Hamas positions under-reported in the media

For the record.

In Haaretz (22/9/09):

The head of the Hamas government in the Gaza Strip has told United Nations Secretary-General Ban ki-Moon that the group supports any steps leading to the creation of a Palestinian state based on the 1967 borders, according to the Palestinian news agency Ramattan.

The letter – written by Ismail Haniyeh on Tuesday to coincide with a UN conference currently underway in New York – stated that, “We would never thwart efforts to create an independent Palestinian state with borders [from] June 4, 1967, with Jerusalem as its capital.”

The missive also comes as Barack Obama prepared to meet with Prime Minister Benjamin Netanyahu and Palestinian President Mahmoud Abbas for his first Mideast summit as United States president.

Haniyeh’s message was only covered by Xinhua and was identical to the Haaretz story.

Not very convincing coverage compared to Erekat’s centre stage at ABC News.

There was a glaring lack of coverage elsewhere of Al Jazeera’s reportage of Hamas’s willingness to cooperate with Goldstone’s recommendations:

“AJ: .. to carry out their own independent investigations into their conduct during the war … a request Hamas told us they’d be happy to carry out if it means the international community will then take seriously claims in the report that Israeli soldiers committed warcrimes.

Ahmed Youssef (Deputy Foreign Minister, Hamas): Regarding Hamas firing rockets on the civilian areas, this is something easy to do the investigation by looking where these rockets hit and where is the target of these rockets if these rockets really intended to be targetting civilian areas or military bases in the neighbourhood.”

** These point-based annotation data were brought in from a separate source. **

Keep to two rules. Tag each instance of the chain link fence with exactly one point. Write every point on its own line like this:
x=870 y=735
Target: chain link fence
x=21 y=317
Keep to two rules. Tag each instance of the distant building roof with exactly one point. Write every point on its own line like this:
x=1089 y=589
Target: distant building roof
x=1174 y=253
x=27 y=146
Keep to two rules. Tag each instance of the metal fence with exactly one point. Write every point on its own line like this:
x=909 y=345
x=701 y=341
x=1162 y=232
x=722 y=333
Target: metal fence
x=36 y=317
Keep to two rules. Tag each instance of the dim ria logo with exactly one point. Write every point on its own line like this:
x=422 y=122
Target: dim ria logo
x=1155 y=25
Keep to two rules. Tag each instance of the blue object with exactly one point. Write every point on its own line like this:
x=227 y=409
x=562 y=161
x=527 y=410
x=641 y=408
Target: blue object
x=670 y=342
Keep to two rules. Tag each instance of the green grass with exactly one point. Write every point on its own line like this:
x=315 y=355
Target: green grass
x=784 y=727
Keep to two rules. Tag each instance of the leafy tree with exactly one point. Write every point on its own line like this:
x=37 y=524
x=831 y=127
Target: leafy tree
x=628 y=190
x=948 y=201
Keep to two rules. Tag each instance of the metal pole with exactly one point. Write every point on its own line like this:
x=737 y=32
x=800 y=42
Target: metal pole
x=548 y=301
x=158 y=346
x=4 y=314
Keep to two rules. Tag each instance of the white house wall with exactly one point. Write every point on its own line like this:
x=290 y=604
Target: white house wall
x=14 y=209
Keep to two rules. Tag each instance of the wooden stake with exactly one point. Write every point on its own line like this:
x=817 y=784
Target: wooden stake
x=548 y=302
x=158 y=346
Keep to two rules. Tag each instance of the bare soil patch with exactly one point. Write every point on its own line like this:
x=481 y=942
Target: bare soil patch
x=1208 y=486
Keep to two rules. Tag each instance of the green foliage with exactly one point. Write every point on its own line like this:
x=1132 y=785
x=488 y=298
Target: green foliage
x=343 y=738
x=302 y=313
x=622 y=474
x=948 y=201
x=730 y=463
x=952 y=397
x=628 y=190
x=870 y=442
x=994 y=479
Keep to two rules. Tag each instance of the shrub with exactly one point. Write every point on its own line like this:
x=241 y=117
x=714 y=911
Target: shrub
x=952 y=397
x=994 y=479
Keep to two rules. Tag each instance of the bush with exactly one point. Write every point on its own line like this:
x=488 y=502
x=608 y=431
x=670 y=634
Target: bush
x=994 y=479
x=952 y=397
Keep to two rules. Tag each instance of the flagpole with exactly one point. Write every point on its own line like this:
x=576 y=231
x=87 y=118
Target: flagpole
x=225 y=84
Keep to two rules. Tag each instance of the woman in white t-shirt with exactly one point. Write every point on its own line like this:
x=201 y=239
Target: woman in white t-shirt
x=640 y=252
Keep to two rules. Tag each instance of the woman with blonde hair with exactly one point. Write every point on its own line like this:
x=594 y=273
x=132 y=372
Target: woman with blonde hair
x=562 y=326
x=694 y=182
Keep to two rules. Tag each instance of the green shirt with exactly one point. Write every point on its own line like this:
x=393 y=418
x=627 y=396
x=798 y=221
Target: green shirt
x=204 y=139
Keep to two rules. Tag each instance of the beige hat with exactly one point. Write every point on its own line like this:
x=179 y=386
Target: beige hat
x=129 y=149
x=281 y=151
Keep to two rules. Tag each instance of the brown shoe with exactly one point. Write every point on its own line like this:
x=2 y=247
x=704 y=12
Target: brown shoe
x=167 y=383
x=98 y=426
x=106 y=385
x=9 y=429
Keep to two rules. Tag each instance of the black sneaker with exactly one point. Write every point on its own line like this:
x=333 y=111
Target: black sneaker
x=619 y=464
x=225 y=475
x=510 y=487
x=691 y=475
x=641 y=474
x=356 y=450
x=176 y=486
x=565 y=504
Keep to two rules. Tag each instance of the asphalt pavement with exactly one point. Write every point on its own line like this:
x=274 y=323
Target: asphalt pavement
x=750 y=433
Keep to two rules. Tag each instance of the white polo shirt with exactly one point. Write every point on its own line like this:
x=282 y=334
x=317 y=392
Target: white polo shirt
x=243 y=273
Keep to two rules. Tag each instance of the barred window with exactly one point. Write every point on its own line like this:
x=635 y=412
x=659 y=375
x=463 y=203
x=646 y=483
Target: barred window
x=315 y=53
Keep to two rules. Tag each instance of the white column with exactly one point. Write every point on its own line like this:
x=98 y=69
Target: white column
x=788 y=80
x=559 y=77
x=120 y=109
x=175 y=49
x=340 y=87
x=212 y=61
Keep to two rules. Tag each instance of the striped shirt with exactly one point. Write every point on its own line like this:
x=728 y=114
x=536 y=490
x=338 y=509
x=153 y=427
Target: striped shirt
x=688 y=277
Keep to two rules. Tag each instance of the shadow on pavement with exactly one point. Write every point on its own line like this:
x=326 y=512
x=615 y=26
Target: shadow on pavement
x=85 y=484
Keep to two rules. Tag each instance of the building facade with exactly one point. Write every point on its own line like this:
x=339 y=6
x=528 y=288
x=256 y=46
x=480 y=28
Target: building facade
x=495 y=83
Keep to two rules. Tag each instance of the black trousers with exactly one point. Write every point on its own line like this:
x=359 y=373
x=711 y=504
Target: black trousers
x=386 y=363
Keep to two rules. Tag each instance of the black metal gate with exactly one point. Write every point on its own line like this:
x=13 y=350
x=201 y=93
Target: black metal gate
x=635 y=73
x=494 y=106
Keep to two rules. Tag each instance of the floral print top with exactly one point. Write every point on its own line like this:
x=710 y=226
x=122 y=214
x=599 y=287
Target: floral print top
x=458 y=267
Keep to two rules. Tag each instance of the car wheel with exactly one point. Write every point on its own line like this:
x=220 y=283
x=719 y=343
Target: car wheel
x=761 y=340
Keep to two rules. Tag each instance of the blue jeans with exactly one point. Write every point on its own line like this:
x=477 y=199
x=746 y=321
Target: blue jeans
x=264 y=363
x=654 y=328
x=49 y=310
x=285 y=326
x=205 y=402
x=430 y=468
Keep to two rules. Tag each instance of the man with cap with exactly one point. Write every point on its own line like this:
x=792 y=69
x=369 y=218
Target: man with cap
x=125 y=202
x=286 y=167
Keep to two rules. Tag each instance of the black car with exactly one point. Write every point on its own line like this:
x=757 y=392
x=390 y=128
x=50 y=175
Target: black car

The closest approximation to Youssef’s position was in the NYTimes, where crucial parts of his statement presented on Al Jazeera were omitted. Youssef was reported substantially in the third person, unlike the plethora of howling Israeli apologists contained therein:

Ahmed Yousef, a senior adviser to the Hamas government in Gaza, said the local authorities would investigate the relevant cases in the report. But he reiterated his government’s position that Israeli civilians killed by rockets were victims of the fact that the Palestinians had only “primitive weapons, and with such weapons, mistakes are to be expected.” The rockets, he added, were fired in self-defense.”

Jpost cites third hand the NY Times account.

3 Replies to “Hamas positions under-reported in the media”

  1. From Ma’an:

    Haniyeh said de facto government personnel would offer up their total support to the Goldstone report mission, “offering all we can to convict the Israeli occupation.” The Hamas leader also said he hoped Israeli leaders would be held accountable at the International Criminal Court.

    “We are for a serious, national effort ahead of dealing with this document and implementing its recommendations,” he said, comparing the de facto government’s reaction with the Israeli position.

  2. From Xinhua:

    Islamic Hamas movement started preparing “legal responses” to its accusations in a UN fact-finding mission’s report about Israel’s last winter war in the Gaza Strip, officials said on Thursday.

    The report by South African Justice Richard Goldstone “was not built on true information regarding Hamas” which controls Gaza, said Mushier al-Massri, a Hamas lawmaker.

    The 575-page report accused Israel of committing war crimes during its December 27 to January 18 war and also said that Hamas’ rocket attacks on southern Israel communities violated laws of war.

    Al-Massri told Xinhua that a team of legal experts and other leaders from Hamas is working “to present clarifications to Goldstone’s committee because its members have not had complete information.”

    Mahmoud Zahar, a senior Hamas leader and a member of the legal committee, told reporters that “the committee “will send its answers to the judge Goldstone as soon as they are ready.”

  3. From Maan News:

    “If Mr. Abu Mazen [Abbas] did not read the report, he should have been told about this truth. He went on with his claims about our condemnation of the report even though the prime minister himself [Haniyeh] approved on the report with a few comments on it,” An-Nunu continued.

    “The prime minister also called the secretary-general of the Arab League, Amr Moussa, after the issuance of the report and on the eve of its presentation to the UN Human Rights council, demanding that he adopt the report and to submit it to the Security Council,” added An-Nunu.

    Hamas authorities allowed Goldstone’s team to operate in Gaza, while Israel refused to recognize the investigation.

    In a speech in Gaza on 20 September Haniyeh threw his support behind the report. “We hope the report … will not be doomed to the fate of the dozens of reports that Israel has condemned for decades,” he told thousands of worshipers at a prayer service in Yarmouk Stadium.